無縫地帯

韓国経済の正念場と、日韓外交「不順」が織り成す諸問題

低迷の度合いが色濃くなっている韓国経済で民情が疲弊しているのか、徴用工問題も似たような展開になってきて日本としても悩ましいところに差し掛かっています。

現在、失速が問題になっている韓国経済の主たるエンジンは外需・輸出産業で、半導体や自動車などのサプライチェーンで競争力を確保する一方、コンテンツ産業などでも韓国自体は独自の存在感を示し続けています。

本来、韓国にとって隣国であるにもかかわらず外交面でさしたる重要度を持たない日本との関係を観るならば、まず第一に韓国の生命線である産業、貿易面でのかかわりの深さ、第二に北朝鮮情勢も含めた東アジアの安全保障で日本とどういう関係を構築するかが問われていると言えましょう。

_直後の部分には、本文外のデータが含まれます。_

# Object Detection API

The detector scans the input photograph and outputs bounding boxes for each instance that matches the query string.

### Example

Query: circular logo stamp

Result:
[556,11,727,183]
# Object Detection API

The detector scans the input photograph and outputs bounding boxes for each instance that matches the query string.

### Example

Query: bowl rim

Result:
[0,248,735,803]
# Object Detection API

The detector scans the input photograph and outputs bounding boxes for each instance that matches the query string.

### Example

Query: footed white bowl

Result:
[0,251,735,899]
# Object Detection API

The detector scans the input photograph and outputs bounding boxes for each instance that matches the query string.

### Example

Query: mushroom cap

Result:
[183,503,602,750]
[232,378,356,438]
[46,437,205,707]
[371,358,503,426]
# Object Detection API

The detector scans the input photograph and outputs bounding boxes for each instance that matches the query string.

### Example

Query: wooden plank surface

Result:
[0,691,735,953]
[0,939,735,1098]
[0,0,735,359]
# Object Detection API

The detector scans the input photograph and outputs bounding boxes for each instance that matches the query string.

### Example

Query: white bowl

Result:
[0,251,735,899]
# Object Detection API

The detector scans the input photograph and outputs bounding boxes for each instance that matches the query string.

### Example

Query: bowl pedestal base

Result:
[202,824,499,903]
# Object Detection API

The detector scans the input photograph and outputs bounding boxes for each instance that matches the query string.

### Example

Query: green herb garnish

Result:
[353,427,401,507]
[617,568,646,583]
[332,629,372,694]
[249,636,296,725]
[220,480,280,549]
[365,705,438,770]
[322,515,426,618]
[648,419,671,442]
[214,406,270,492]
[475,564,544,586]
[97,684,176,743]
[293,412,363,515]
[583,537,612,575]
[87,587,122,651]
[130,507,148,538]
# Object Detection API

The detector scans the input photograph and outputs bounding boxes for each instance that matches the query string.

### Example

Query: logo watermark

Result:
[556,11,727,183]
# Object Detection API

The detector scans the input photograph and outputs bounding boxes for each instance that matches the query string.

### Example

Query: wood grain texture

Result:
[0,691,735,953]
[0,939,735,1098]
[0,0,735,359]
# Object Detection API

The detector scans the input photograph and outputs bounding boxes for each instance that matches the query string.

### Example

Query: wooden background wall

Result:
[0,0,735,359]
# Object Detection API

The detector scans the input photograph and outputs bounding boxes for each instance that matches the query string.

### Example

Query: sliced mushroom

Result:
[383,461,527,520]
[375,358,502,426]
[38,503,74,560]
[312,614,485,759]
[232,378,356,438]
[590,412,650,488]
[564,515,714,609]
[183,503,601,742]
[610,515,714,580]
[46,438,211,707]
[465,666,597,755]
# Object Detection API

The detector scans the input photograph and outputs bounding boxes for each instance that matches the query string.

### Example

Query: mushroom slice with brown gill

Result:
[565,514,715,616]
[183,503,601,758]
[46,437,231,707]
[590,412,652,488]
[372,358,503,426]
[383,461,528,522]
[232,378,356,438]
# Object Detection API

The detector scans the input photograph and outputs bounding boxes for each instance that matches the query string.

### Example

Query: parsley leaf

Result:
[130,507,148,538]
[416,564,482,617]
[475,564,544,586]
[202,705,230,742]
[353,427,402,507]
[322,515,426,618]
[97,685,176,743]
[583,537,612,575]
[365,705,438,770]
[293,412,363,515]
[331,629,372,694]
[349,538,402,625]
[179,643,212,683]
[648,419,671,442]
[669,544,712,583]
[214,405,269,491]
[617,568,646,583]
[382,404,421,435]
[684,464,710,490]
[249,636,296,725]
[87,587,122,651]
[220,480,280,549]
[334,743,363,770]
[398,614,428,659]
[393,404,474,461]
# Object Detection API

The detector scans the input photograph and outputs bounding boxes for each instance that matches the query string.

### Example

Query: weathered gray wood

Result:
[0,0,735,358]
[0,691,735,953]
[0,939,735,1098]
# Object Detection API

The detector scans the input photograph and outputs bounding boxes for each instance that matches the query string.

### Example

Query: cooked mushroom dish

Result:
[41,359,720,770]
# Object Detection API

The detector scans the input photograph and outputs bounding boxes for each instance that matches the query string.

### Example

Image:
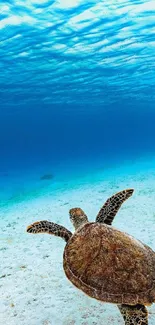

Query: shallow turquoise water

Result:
[0,0,155,325]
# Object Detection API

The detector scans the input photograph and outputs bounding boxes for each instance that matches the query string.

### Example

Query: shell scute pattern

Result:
[64,223,155,304]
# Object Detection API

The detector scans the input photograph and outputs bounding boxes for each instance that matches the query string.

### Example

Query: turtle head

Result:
[69,208,88,230]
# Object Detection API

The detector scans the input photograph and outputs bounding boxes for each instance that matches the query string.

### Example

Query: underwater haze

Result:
[0,0,155,325]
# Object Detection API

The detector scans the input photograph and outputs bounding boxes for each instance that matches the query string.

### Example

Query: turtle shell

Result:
[64,222,155,305]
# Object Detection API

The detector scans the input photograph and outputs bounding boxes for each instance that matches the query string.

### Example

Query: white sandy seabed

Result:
[0,160,155,325]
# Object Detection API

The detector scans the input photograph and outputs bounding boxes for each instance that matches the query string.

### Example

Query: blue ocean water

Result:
[0,0,155,199]
[0,0,155,325]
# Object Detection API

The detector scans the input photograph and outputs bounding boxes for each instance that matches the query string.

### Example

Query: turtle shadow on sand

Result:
[27,189,155,325]
[40,174,54,181]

先日、産経新聞に徴用工問題や北朝鮮問題に寄せて「未来志向」であるべき日韓関係の視界不良について記事を執筆したのですが、執筆時点である数日前よりもさらによろしくない問題が日韓関係において頻発してしまったので補遺をしたいと思います。

【新聞に喝!】韓国との「未来志向」は本当に可能か(産経新聞 19/5/12)

そもそもの発端は、徴用工問題にあたり、その賠償を巡って日本企業の資産の差し押さえや資産売却を進める件に関して、韓国政府からは「韓国司法に韓国政府は介入できない」と公表したことにあります。

「政府は介入できない」日本企業の資産売却申請に韓国外相(産経新聞 19/5/2)

これに対して、我が国の河野太郎外相がボールを投げ返すのは当然で、wikipediaにもある通り常識的な日本の立場で言えば「日本の徴用工への補償について、韓国政府は1965年の日韓請求権協定で『解決済み』としてきたが、大法院は日韓請求権協定で個人の請求権は消滅していないとしたため、日本政府は日韓関係の『法的基盤を根本から覆すもの』だとして強く反発し」ているわけです。一方、個人の請求権が消滅していないという韓国大法院の理屈もまた正しいものであるため、徴用工問題はいかなる補償が行われるべきかでどうしても議論が先鋭化してしまう側面があります。

徴用工「韓国が責任を持って処理を」…河野外相 (読売新聞オンライン 19/5/12)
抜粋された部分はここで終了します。